The male backing vocals on ‘Raise Your Fist’ provide slight elements of thrash, contrasting well with Tanja’s. This fourth track is particularly triumphant in its music, the interplay between Alexander’s drumming, Kim’s riffs, and Kevin’s bass working extremely well in this instance.
Unlike its predecessor ‘Black & White’, which is acoustic in its beginning and at other times, ‘Control’ is acoustic throughout. It is the softest track on Finally Free, which allows its lyrics to really breathe and be heard. Schneider’s angelic vocals coupled with Spiethaler’s piano melodies provide an uplifting experience. Lines such as “If you’re weak and full of pain / just believe in your own strength / and you’ll never be alone / we are standing at your side” have a rather optimistic feel.
Final offering ‘Anyway’ leaps right into its vocals. It would have been interesting to hear an instrumental intro here, as there are some great hooks and melodies throughout this last song. Just over two minutes in, a great solo from Wölfel really defines track eleven as an ending song.
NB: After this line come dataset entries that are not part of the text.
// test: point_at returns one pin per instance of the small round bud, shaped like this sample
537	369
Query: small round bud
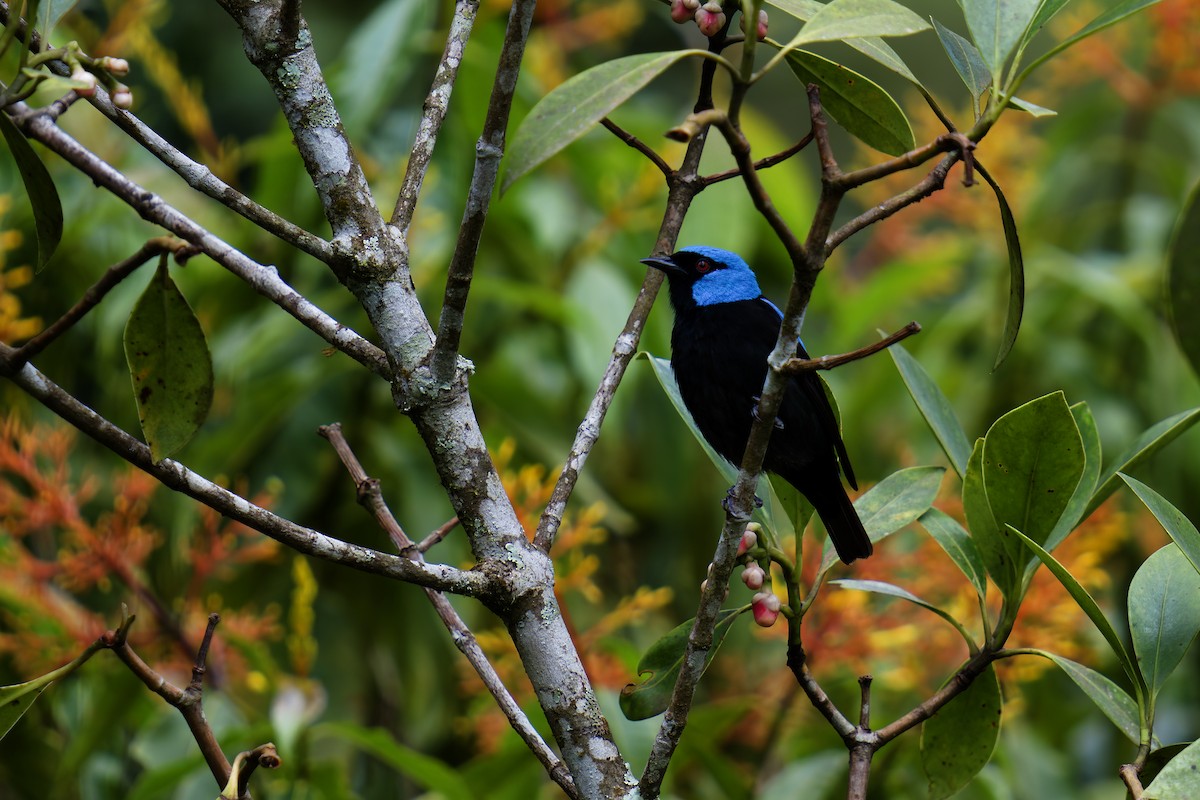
765	608
123	97
711	18
754	576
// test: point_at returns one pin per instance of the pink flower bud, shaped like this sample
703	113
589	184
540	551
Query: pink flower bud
711	18
754	577
765	608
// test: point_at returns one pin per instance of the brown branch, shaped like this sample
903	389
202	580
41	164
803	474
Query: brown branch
96	293
371	498
793	366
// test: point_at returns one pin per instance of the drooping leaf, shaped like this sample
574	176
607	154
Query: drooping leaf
1153	439
663	662
958	545
1177	527
431	773
1015	274
1091	608
1113	701
895	501
1183	280
40	188
934	407
169	365
997	28
1164	613
958	741
1032	462
1180	779
856	103
966	60
1079	499
571	108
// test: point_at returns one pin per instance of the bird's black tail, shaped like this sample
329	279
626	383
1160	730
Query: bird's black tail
841	521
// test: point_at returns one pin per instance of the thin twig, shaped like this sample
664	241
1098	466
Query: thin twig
96	293
371	498
639	145
489	151
433	114
795	366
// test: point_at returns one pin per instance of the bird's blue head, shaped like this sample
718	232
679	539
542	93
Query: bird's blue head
707	276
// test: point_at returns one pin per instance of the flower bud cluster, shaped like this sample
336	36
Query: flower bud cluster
709	16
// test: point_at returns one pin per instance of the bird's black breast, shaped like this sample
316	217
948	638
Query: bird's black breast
719	355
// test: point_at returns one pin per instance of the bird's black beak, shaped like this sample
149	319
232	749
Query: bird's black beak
663	263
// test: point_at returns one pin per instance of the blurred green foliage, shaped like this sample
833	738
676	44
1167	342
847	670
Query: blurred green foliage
1096	191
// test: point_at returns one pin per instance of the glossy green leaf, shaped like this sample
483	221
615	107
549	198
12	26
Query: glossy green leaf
1164	613
1090	607
1177	527
1180	779
1113	701
1153	439
958	545
1015	274
997	28
1032	462
895	501
169	365
1183	280
40	187
856	103
663	662
958	741
934	407
966	60
568	112
431	773
1079	499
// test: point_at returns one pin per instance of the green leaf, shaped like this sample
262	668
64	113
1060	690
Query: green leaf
1164	613
1015	274
958	545
40	188
966	60
1091	608
843	19
1113	701
997	28
856	103
1032	462
1074	512
663	661
1180	779
958	741
895	501
169	366
892	590
568	112
1177	527
934	407
431	773
1153	439
1183	280
1032	108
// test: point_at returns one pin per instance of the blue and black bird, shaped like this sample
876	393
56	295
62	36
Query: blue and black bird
724	331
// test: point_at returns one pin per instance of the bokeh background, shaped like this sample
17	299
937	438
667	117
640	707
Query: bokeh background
353	677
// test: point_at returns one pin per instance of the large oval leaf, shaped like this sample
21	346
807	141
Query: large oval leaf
958	741
1164	613
856	103
567	113
169	365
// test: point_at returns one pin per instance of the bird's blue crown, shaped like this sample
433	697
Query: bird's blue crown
730	284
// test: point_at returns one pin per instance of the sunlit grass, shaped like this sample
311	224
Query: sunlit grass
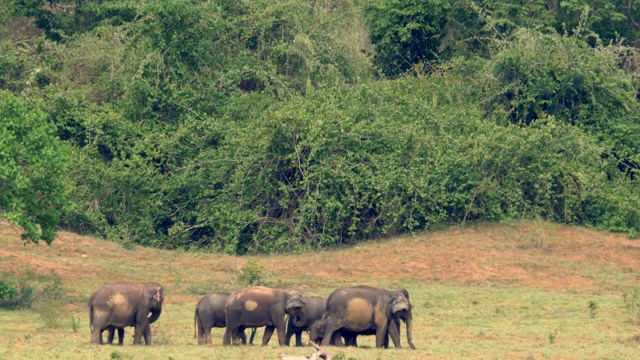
502	315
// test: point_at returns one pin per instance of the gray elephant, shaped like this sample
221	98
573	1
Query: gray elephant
115	306
111	330
210	313
363	308
314	309
261	306
318	328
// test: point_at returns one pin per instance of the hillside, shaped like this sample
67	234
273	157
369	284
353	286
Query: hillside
468	286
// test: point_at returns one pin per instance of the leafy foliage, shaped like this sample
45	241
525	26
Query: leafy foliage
33	163
260	126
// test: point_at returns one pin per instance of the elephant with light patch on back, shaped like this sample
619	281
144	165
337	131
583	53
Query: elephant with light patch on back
115	306
210	313
361	309
262	306
314	310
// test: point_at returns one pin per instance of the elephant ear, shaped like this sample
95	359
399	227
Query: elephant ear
155	293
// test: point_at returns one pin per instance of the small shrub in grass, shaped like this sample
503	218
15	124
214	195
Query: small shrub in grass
631	302
15	295
593	308
8	293
251	275
75	323
49	302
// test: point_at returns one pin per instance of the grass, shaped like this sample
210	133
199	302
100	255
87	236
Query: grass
477	293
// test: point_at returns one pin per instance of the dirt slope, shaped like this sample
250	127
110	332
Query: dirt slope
527	253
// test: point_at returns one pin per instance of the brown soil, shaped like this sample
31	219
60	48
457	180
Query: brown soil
529	253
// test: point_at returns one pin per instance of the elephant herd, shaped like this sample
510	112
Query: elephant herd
336	320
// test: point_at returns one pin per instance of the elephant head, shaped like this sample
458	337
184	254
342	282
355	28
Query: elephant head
296	308
155	297
401	310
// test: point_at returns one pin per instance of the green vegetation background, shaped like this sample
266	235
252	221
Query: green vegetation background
273	126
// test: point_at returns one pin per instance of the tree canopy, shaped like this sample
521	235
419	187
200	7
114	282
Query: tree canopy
271	126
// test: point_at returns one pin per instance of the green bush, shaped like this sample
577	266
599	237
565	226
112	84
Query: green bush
252	275
15	295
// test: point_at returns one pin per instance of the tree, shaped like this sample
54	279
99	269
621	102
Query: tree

Each of the songs are quite individual, and the track-to-track transitions are not as smooth as they could be. This does not disturb the overall listening experience, but is something that cannot be faulted in their symphonic metal contemporaries such as Delain, Within Temptation, and Xandria. While not bringing huge epic and grandiose choral/operatic elements like bands such as Epica and Nightwish do, it is a well-written album that is recommended for fans of female-fronted symphonic metal and an accessible listen for prospective listeners of the genre.